Tali Hammond | PostDoc

Tali is an NSF postdoctoral fellow in the Richards-Zawacki lab studying behavioral ecology, disease ecology, and eco-physiology. She is broadly interested in organism-environment interactions, and in understanding how animals respond to and cope with challenges in their environments. She is also fascinated by the ways that behavioral and physiological processes at the level of an individual organism can have impacts at the level of the population and community. Her dissertation work at the University of California, Berkeley explored the question of why we see such heterogeneous responses to environmental change, even among species that are closely related and share habitat. More specifically, Tali studied two California chipmunk species that have exhibited divergent range responses to the past century of climate change, exploring the roles that behavior and physiology may play in allowing these species to respond to and cope with climate change, and in shedding light on their interspecifically differing responses. Tali’s current work in the Richards-Zawacki lab examines the sub-lethal impacts of the fungal disease chytridiomycosis on frog reproductive behavior and physiology, and the role that stress may play in mediating these interactions. By focusing on a number of frog species in Pennsylvania, Tali will characterize these dynamics in organisms of differing disease susceptibility, taking an integrative ecological and evolutionary approach to this research topic.
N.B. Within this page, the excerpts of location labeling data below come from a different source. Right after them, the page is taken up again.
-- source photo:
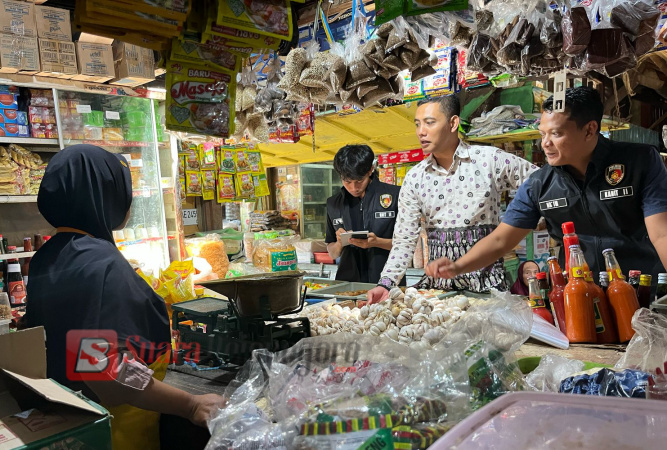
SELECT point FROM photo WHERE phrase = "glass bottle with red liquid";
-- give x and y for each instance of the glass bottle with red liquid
(605, 324)
(557, 291)
(569, 238)
(621, 295)
(644, 292)
(579, 310)
(536, 301)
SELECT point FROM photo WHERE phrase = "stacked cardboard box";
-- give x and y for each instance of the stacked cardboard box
(56, 50)
(95, 58)
(134, 65)
(18, 38)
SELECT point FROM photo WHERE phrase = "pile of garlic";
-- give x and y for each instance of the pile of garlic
(418, 319)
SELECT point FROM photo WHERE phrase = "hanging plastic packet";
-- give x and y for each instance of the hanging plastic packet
(226, 190)
(200, 101)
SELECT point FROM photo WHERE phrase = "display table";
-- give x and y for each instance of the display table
(600, 354)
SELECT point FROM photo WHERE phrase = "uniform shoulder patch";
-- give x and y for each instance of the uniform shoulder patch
(614, 174)
(386, 200)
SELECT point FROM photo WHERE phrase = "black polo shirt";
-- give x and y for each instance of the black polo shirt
(376, 213)
(624, 183)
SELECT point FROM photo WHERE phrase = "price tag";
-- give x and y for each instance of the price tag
(189, 217)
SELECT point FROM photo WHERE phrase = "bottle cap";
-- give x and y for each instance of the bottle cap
(568, 227)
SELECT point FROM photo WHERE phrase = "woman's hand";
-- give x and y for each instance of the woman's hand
(442, 268)
(372, 241)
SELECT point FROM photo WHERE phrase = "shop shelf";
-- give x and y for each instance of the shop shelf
(18, 198)
(24, 141)
(5, 256)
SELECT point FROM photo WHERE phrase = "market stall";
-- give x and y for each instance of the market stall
(228, 115)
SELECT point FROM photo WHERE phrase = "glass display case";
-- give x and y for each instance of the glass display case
(318, 183)
(125, 125)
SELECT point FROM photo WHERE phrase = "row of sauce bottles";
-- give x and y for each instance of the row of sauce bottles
(582, 310)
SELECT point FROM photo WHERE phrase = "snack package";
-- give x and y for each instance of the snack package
(242, 162)
(267, 17)
(200, 101)
(227, 161)
(255, 160)
(192, 158)
(226, 191)
(206, 155)
(193, 184)
(275, 255)
(245, 187)
(212, 249)
(261, 185)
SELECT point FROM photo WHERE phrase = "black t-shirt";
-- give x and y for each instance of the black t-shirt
(376, 213)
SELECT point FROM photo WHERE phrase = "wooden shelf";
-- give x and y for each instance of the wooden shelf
(5, 256)
(534, 134)
(25, 141)
(18, 198)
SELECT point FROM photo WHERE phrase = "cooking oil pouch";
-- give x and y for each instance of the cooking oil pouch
(255, 160)
(227, 161)
(193, 185)
(206, 155)
(226, 191)
(200, 100)
(267, 17)
(242, 161)
(245, 187)
(261, 185)
(208, 180)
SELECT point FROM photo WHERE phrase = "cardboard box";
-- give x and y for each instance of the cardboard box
(57, 58)
(134, 65)
(18, 54)
(95, 62)
(36, 412)
(18, 18)
(53, 23)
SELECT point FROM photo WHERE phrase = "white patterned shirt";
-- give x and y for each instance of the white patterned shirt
(466, 195)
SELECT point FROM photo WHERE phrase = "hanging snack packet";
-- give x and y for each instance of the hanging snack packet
(192, 158)
(226, 192)
(245, 187)
(200, 101)
(242, 163)
(255, 160)
(267, 17)
(193, 184)
(261, 185)
(206, 155)
(227, 162)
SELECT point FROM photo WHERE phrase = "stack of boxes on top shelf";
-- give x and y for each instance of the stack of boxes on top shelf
(36, 39)
(13, 123)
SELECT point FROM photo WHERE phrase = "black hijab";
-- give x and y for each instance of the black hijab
(81, 281)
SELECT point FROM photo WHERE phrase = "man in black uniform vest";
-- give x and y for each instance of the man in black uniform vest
(614, 192)
(364, 203)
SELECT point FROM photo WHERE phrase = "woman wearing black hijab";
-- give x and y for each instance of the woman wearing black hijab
(80, 281)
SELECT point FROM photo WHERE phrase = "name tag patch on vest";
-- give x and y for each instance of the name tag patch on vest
(616, 193)
(553, 204)
(385, 215)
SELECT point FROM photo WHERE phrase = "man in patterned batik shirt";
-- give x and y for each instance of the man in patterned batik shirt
(457, 188)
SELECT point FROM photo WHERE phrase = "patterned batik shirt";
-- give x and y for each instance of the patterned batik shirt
(464, 199)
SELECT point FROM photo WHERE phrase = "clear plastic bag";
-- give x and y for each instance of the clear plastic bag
(552, 369)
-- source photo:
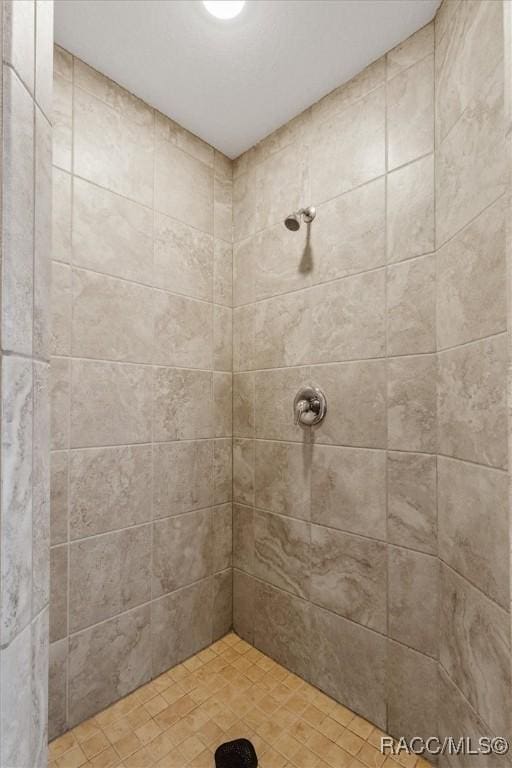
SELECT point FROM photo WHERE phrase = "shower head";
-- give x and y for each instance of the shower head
(293, 221)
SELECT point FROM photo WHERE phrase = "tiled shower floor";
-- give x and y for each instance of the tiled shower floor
(227, 691)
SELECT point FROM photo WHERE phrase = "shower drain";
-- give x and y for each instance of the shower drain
(236, 754)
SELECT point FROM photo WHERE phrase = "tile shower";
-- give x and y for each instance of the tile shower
(369, 556)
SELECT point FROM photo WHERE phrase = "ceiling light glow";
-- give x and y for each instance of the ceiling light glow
(224, 9)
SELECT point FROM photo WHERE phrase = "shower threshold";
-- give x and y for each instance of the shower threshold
(227, 691)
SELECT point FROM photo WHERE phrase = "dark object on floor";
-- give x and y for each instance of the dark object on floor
(236, 754)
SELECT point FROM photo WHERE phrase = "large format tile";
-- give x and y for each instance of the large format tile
(476, 659)
(282, 552)
(16, 496)
(18, 215)
(111, 150)
(182, 551)
(466, 59)
(110, 404)
(183, 331)
(108, 574)
(283, 478)
(411, 307)
(190, 607)
(412, 390)
(193, 392)
(473, 525)
(337, 166)
(472, 407)
(410, 210)
(282, 628)
(412, 507)
(348, 576)
(412, 693)
(348, 490)
(95, 657)
(282, 328)
(183, 187)
(349, 233)
(110, 233)
(356, 403)
(470, 172)
(348, 318)
(112, 319)
(183, 479)
(413, 587)
(108, 488)
(410, 113)
(340, 666)
(57, 688)
(471, 293)
(183, 258)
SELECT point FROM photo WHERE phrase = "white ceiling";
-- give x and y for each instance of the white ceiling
(234, 82)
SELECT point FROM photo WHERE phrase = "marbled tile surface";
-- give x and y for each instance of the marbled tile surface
(229, 690)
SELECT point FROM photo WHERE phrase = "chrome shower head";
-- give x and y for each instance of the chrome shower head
(293, 221)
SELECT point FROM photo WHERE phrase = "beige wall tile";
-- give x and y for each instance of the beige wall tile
(411, 307)
(183, 478)
(283, 478)
(61, 307)
(356, 399)
(417, 47)
(347, 318)
(480, 669)
(108, 574)
(183, 331)
(338, 166)
(348, 490)
(108, 489)
(349, 233)
(412, 509)
(61, 216)
(94, 658)
(473, 525)
(348, 576)
(183, 258)
(111, 150)
(111, 234)
(282, 329)
(193, 390)
(110, 404)
(282, 552)
(413, 588)
(18, 216)
(112, 319)
(412, 389)
(223, 273)
(471, 407)
(222, 338)
(62, 120)
(182, 551)
(470, 173)
(183, 187)
(410, 210)
(471, 301)
(410, 113)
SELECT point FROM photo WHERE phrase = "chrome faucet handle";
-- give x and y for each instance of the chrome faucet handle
(309, 406)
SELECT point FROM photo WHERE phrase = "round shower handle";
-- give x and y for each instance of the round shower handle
(309, 406)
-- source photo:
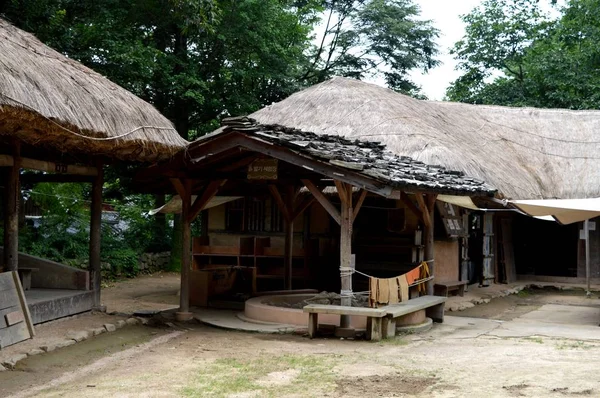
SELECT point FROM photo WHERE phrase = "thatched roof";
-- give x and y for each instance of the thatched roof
(52, 102)
(526, 153)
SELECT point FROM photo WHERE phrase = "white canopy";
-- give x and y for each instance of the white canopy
(565, 211)
(174, 205)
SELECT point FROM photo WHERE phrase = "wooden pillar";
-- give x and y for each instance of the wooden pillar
(186, 254)
(428, 238)
(346, 219)
(289, 238)
(11, 213)
(95, 234)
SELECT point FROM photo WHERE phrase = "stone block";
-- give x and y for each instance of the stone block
(97, 331)
(11, 362)
(78, 335)
(35, 351)
(65, 343)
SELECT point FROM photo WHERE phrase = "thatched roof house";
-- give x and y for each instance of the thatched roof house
(49, 101)
(526, 153)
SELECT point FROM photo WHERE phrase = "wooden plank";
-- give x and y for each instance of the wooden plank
(95, 236)
(14, 334)
(342, 191)
(179, 187)
(6, 282)
(359, 203)
(411, 206)
(413, 305)
(5, 311)
(344, 310)
(24, 306)
(283, 208)
(51, 167)
(424, 210)
(9, 298)
(12, 318)
(12, 195)
(203, 200)
(327, 205)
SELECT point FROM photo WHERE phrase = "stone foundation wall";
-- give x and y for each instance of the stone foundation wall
(152, 262)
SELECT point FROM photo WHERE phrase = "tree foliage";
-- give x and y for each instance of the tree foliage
(522, 58)
(373, 38)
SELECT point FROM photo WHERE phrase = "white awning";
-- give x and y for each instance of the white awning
(174, 205)
(565, 211)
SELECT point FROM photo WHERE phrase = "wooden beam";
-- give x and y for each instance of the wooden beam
(342, 191)
(327, 205)
(424, 209)
(57, 178)
(358, 205)
(95, 236)
(209, 193)
(285, 211)
(49, 167)
(11, 212)
(410, 205)
(179, 187)
(302, 206)
(186, 251)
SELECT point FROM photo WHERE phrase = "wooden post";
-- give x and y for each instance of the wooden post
(428, 213)
(95, 234)
(11, 213)
(186, 254)
(346, 249)
(289, 238)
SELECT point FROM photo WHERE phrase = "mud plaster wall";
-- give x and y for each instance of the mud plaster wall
(446, 260)
(594, 252)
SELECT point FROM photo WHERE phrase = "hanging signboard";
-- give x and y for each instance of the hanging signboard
(263, 169)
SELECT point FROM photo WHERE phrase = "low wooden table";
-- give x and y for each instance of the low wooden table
(443, 288)
(434, 306)
(374, 317)
(25, 276)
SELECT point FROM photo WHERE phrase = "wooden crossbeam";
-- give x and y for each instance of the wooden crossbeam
(358, 205)
(179, 187)
(424, 209)
(209, 193)
(411, 206)
(49, 167)
(280, 203)
(327, 205)
(342, 191)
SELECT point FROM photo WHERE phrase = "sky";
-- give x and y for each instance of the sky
(445, 15)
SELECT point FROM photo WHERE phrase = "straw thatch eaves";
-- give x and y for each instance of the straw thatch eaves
(49, 101)
(365, 157)
(525, 153)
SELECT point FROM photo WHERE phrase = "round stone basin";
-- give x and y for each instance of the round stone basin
(262, 309)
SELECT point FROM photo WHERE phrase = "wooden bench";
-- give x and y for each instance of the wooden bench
(25, 276)
(434, 306)
(374, 317)
(443, 288)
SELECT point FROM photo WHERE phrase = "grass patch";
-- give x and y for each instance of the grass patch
(574, 345)
(534, 340)
(229, 376)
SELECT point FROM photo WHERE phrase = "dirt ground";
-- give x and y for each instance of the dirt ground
(469, 355)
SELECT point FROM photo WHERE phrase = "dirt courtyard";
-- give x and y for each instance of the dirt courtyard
(535, 344)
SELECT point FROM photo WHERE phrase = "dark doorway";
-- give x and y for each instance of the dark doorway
(544, 247)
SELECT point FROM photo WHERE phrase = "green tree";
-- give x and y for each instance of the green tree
(373, 38)
(523, 59)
She is also working on validating a method to detect stress hormone levels in saliva from multiple species of Pennsylvania frogs.

Tali is also interested in science outreach and communication, and is currently collaborating with the Carnegie Museum and the University of Pittsburgh’s Biological Sciences Outreach program to contribute to science outreach and education efforts in the community. When not sciencing, Tali enjoys art, music, and travelling to new places.